Installation with NVIDIA
The installation process for Aphrodite is different depending on your hardware. The primary hardware for Aphrodite is NVIDIA GPUs, with x86_64 CPU architecture; we provide pre-built binaries for that combination. If you're using other types of hardware, you may need to build from source. We have provided Docker files to ease the process. You can also find detailed instructions for building manually if you cannot use Docker.
Requirements
- Linux (or WSL on Windows)
- Python 3.8 - 3.11
- NVIDIA GPU (compute capability 6.0 or higher)
To find out what compute capability your GPU has, you can run this in a python interpreter:
>>> import torch
>>> torch.cuda.get_device_capability()
(8, 6)
The (8, 6) indicates the GPU has a compute capability of 8.6, for example.
Installation with pip
You can install Aphrodite using pip:
# Create a new environment (optional)
python -m venv ./aphrodite-venv --prompt "aphrodite"
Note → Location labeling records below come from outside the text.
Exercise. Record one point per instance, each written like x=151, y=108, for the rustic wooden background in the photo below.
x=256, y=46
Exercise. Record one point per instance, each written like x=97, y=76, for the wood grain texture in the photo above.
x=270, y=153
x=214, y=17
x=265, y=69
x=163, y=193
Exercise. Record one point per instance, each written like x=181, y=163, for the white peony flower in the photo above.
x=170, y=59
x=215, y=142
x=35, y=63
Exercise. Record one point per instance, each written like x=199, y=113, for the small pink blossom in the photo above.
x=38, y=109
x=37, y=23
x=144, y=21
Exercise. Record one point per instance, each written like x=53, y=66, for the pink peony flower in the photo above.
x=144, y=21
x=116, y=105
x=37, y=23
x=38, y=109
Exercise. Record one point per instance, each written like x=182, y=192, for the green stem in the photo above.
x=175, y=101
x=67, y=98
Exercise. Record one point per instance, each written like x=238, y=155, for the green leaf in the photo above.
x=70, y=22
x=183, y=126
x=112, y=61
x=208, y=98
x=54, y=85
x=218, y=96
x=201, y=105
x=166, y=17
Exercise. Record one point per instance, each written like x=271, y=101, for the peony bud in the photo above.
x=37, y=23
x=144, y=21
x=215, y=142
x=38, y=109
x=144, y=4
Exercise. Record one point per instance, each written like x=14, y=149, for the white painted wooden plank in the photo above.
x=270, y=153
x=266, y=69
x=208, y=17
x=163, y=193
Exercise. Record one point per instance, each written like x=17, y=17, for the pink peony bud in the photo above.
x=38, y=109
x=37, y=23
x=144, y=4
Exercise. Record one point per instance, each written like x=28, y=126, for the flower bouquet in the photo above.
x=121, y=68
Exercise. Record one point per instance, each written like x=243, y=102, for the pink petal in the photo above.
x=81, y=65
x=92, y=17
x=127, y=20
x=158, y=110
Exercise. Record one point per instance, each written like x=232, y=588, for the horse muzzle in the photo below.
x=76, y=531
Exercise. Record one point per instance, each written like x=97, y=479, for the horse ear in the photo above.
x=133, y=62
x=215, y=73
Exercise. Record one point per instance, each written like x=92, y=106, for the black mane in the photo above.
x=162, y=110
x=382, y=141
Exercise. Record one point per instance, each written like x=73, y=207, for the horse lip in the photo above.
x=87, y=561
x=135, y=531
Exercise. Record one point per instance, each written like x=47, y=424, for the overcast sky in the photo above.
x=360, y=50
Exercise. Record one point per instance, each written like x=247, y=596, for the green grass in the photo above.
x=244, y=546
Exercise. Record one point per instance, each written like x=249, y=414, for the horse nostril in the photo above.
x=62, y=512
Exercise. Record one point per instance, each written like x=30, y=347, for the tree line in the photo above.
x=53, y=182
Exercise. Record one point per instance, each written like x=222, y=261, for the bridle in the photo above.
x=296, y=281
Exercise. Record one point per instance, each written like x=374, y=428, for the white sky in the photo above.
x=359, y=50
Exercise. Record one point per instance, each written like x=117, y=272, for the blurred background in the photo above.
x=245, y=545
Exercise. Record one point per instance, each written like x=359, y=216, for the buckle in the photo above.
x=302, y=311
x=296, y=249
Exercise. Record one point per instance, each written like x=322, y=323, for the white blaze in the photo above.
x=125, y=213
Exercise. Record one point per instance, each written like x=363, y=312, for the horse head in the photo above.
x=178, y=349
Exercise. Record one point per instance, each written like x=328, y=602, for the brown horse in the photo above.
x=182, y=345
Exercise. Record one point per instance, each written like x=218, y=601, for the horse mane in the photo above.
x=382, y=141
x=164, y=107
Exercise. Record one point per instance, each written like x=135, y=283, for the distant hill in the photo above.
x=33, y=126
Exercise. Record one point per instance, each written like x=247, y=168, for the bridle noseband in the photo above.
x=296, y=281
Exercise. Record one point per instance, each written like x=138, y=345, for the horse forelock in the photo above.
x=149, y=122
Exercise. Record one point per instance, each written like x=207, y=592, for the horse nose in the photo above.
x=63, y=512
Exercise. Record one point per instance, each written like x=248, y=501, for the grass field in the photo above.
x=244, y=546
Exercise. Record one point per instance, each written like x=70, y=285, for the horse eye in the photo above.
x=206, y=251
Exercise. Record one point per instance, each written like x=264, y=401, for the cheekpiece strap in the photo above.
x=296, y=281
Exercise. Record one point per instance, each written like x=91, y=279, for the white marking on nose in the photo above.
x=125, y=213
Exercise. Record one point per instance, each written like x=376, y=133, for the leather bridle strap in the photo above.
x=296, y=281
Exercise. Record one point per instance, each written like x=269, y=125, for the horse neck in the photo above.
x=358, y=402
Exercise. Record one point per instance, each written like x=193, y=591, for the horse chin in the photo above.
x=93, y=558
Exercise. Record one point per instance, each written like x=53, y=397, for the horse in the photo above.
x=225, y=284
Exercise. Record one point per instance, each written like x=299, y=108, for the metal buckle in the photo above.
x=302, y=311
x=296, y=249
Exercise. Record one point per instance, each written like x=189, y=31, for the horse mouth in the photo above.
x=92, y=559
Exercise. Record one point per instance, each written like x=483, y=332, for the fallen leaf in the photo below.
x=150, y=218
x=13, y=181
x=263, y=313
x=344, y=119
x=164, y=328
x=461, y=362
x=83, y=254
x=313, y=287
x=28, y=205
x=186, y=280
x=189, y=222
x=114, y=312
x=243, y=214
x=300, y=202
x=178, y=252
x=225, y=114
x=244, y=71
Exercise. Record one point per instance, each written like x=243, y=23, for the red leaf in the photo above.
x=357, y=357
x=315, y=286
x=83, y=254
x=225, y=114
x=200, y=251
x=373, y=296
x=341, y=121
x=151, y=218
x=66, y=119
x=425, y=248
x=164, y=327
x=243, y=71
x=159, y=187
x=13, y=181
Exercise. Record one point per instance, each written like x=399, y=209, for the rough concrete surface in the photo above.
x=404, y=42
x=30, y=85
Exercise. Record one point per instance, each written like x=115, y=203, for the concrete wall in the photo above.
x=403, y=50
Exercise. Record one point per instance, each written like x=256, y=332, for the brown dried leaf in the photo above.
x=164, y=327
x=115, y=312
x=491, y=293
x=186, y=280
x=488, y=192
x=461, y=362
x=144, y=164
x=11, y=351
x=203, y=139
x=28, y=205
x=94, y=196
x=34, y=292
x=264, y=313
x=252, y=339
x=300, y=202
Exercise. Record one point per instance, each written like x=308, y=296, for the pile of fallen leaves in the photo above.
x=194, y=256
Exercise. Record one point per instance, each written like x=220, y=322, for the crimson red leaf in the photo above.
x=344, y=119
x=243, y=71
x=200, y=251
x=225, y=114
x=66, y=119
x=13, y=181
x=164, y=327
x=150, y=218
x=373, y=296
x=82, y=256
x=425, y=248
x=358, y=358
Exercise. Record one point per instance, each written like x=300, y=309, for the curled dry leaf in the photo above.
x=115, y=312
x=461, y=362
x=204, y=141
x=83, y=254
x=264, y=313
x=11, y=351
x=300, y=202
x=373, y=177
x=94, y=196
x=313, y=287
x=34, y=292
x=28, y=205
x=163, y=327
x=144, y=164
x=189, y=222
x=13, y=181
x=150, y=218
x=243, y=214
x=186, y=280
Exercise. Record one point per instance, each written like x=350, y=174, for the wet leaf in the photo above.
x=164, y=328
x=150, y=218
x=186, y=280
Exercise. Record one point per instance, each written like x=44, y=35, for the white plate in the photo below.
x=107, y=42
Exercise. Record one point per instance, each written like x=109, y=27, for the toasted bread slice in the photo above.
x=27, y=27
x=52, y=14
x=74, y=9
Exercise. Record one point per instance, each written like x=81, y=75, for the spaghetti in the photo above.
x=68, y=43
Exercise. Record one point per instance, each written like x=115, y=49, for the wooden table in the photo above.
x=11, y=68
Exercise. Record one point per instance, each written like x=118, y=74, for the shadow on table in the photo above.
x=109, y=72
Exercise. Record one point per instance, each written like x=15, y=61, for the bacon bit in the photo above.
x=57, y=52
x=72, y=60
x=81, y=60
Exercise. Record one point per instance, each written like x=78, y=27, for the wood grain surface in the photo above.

# You will need to run this every time you close the terminal
source ./aphrodite-venv/bin/activate
# Install Aphrodite with CUDA 12.1
pip install aphrodite-engine
WARNING
Since our binaries are compiled with CUDA 12.1, you may need to build from source for different CUDA versions. Please see below for instructions.
Building from source
You can build Aphrodite from source if needed.
git clone https://github.com/PygmalionAI/aphrodite-engine.git
cd aphrodite-engine
python -m venv ./venv --prompt "aphrodite"
source ./venv/bin/activate # do this every time
pip install -e . # this may take a while
If you don't have enough RAM, you may need to run export MAX_JOBS=n
, where n
is the number of jobs.
You can also use the embedded micromamba runtime for one-command installation of Aphrodite:
./update-runtime.sh
Afterwards, prefix every Aphrodite-related command with ./runtime.sh
. e.g.:
./runtime.sh aphrodite run -h
Installation with Docker
We provide both a pre-built docker image, and a Dockerfile.
Using the pre-built Docker image
docker run --runtime nvidia --gpus all \
-v ~/.cache/huggingface:/root/.cache/huggingface \
#--env "CUDA_VISIBLE_DEVICES=0,1,2,3,4,5,6,7" \
-p 2242:2242 \
--ipc=host \
alpindale/aphrodite-openai:latest \
--model NousResearch/Meta-Llama-3.1-8B-Instruct \
--tensor-parallel-size 8 \
--api-keys "sk-empty"
Building via Docker image
DOCKER_BUILDKIT=1 docker build . \
--target aphrodite-openai \
--tag alpindale/aphrodite-openai
# optionally: \
--build-arg max_jobs=8 \
--build-arg nvcc_threads 2
This Dockerfile will build for all CUDA arches, which may take hours. You can limit the arch to your GPU by adding this flag:
--build-arg torch_cuda_arch_list='8.9' # Ada lovelace, e.g. RTX 4090
You can run your built image using the command in the previous section.